Além disso, muitos são os entraves que impedem o desenvolvimento do capital, como a contratação de mão de obra, a relação entre o atacado e o varejo, o comércio exterior e outras áreas ainda fortemente controladas por empresas estatais e pelo Estado. Assim, os economistas liberais não param de pedir mais flexibilizações e aberturas (além de ajustes).

Mas as referidas reformas da Constituição e da Lei do Investimento Estrangeiro, bem como as medidas concretas que estão a ser tomadas, fornecem o enquadramento legal e as condições necessárias para que ocorra um avanço significativo na restauração capitalista, portanto, tal cenário não pode ser descartado em um futuro próximo.

A restauração capitalista só trará mais sofrimento para as grandes maiorias

A continuidade e aprofundamento das reformas pró-mercado que estamos presenciando, além de alguma melhora parcial que pode ocorrer em algum setor por algum tempo, trará desemprego, perda de direitos trabalhistas e outras conquistas sociais. Mais cedo ou mais tarde, o declínio nas condições gerais de vida se fará sentir. Não podemos saber o quão sério será e quando acontecerá, mas toda a experiência histórica mostra que a classe trabalhadora pagará um alto custo.

Foi o que aconteceu na ex-URSS e nos países do Leste Europeu, com uma queda acentuada no padrão de vida das massas. E isso também é mostrado pela China e Vietnã, os símbolos sonhados tanto pelos economistas liberais quanto pela burocracia do PCC, onde os trabalhadores trabalham longas e extenuantes horas em condições precárias, existem bolsões gigantescos de pobreza e as condições do meio ambiente se deterioram a níveis nunca vistos antes. Isso é o melhor que o capitalismo tem a oferecer e dificilmente será assim em Cuba, que não tem as vantagens comparativas dos países asiáticos.

O povo cubano resistiu incólume por décadas a um bloqueio criminoso (literalmente, que incluía alimentos e remédios) e as consequências de uma liderança econômica desastrosa. No meio da desmoralização que têm causado em amplos setores que veem uma burocracia privilegiada e enriquecida que só sabe pedir mais sacrifícios na associação com o capital estrangeiro, hoje o maior perigo é que as massas não vejam que os avanços do mercado só podem agravar seus problemas.
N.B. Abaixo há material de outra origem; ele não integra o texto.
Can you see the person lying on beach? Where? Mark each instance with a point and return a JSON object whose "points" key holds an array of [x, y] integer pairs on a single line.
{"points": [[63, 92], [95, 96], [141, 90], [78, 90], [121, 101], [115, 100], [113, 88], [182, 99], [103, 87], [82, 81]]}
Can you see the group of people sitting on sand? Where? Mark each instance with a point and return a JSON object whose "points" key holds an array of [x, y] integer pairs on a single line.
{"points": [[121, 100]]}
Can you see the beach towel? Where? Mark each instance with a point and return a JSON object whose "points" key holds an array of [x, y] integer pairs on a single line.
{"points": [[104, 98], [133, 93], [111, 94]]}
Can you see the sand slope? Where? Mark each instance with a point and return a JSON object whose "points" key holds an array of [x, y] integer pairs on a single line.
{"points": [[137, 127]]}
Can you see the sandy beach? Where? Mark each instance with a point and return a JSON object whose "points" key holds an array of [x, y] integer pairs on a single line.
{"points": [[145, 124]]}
Só uma nova intervenção revolucionária das massas pode travar o curso restauracionista, jogar fora a burocracia e acabar com seu regime de partido único, impondo um verdadeiro governo operário e popular baseado na democracia operária, que assuma o controle das grandes empresas e acabe com todas as concessões feitas ao capital, para reorientar a economia de acordo com os interesses da grande maioria e não do punhado de burocratas associados ao capital estrangeiro que procuram apoderar-se do patrimônio nacional.